For Karen Fox, a rabbi at Wilshire Boulevard Temple and licensed marriage and family therapist, Judaism and psychotherapy do not separate on the forgiveness issue.

“The question is: How does this burden benefit me? Can I look at the potential of forgiveness as a way to clean some of what I carry?” she said.

Sometimes, as in the case of a rape or an abusive parent, for example, when forgiveness isn’t forthcoming from the person who caused the harm, you have to forgive yourself, she said.

“Unexamined hurt ultimately hurts the one who’s holding it.” Not letting go can lead to obsession with the incident, which isn’t healthy, she said.

But the ideal doesn’t always easily translate into real life.

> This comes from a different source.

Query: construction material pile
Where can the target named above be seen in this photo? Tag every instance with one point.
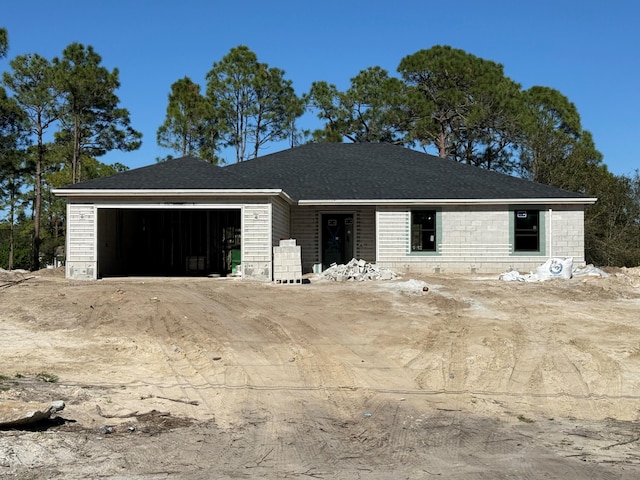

This has been the experience for James, 44, a resident of Beit T’Shuvah whose last name has been omitted for this article.

James had worked as a chef for a certain caterer for more than three years when he was abruptly and abusively fired last November.

“I should have seen it coming, but I was his confidant because of all my experience,” James said, explaining that he had often witnessed the man acting bitterly and vindictively toward other employees as well as his own wife.

In addition to firing James, the caterer also fraudulently reported his tax liability to the Internal Revenue Service, essentially doubling James’ taxable earnings and making it appear James had lied to the IRS on his tax return.

James is currently in contact with the IRS, straightening out the financial damage and feeling good about standing up for himself. Still, he doesn’t expect any communication from the caterer.

“It feels like unfinished business,” he said, adding that he’s reviewing his own actions to try to figure out his own part.

While he’s reserving a final decision on forgiveness, he said he’s relearning that he doesn’t have to make everything right.

“I’m grateful for the situation,” he said. “Life doesn’t ever have easy answers.”